Under their dictate, issued to bishops worldwide, both the women who agree to an ordination ceremony and the priests who conduct them would suffer the Church’s most severe penalty: excommunication.
Excuse me if the Vatican’s promise of “rigor and transparency” in addressing sex abuse within its ranks comes off like one of the Three Biggest Lies (and you know which one I’m talking about).
At the very moment in history when it should be fighting the crime of the millenium — namely: its own protection of rapists and molesters over the children whose lives they ruin — the Church is condemning women who want to do God’s work, while reinforcing the male prerogative.
Where’s the zero-tolerance declaration? Where’s the excommunication for the “pedofathers“? Or for the bishops who’ve hidden the crimes under their vestments?Jerry DeMarco Publisher/Editor
Ratzinger (Sorry: Pope Benedict XVI) had a golden opportunity to rally the faithful and maybe even do the unthinkable — win some new followers — at a time when the Catholic Church’s ranks (not to mention its revenues) are falling faster than an angel without wings.
All Papa needed do was declare “Abbastanza!” or “Ich hatte genug!” He could have pursued the accused pedophiles and handed them over to the local authorities in each country.
“THIS is what we do,” he could have said, warning any cleric who even thought about venturing into man-boy love to forget it.
Ratzo could have stopped the scandal in its disgusting tracks. He could have stirred faith, the bedrock of all religion. The Catholic Church could have been, if you’ll excuse the expression, born again.
But no: He went medieval.
For good measure, there was this past week’s declaration that the Church would sooner sell crack than let women be priests.
Think about it: Even if the Pope privately considered it a gimmick, allowing women to become priests would have been a deliberate, definitive step toward cleaning up the Vatican’s act.
After all: From Day One, ordination was reserved for celibate men. But since many of them obviously can’t keep a simple vow, why not drop the misogyny and give women a chance to show how it’s done?

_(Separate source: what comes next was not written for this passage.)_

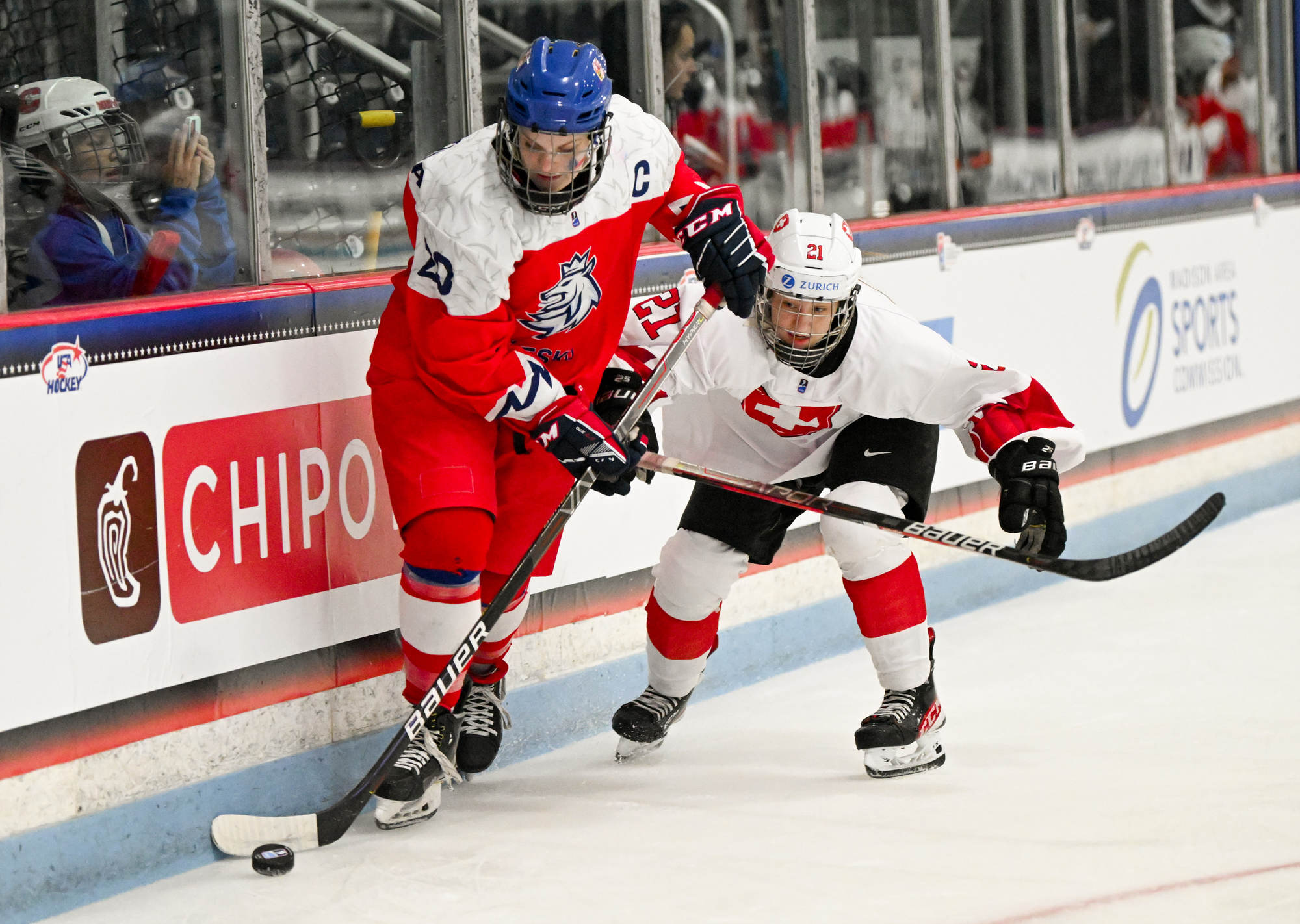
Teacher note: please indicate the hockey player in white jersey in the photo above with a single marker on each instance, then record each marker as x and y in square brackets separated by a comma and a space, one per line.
[830, 388]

Maybe it’s time for good women and men to remove the artificial separation of church and state. Maybe our leaders need to start conducting their own investigations, without having to wait for the Church to deliver sinners to their court.
No one is immune to a subpoena in this country. Not even Ratzo himself.
Marci A. Hamilton, a professor of constitutional law at Yeshiva University, raises some excellent points:
“As the leader in the free world for human rights enforcement, the United States is uniquely positioned to enact authoritative measures, including having the State Department add the Holy See to its list of countries to be monitored for human rights abuses,” Hamilton wrote in a letter to The New York Times.
“Another promising path that the president and Congress should consider is amending the Mann Act, which outlaws the movement of people, including children, for purposes of illegal sex,” the professor write. “A section should be added to include prohibiting the movement of employees known or suspected to have sexually abused children.”
Give the justice system a crack at it, see what shakes out. Maybe more countries will do the same.
You could be sure if Jesus himself were alive today, there’d be hell to pay.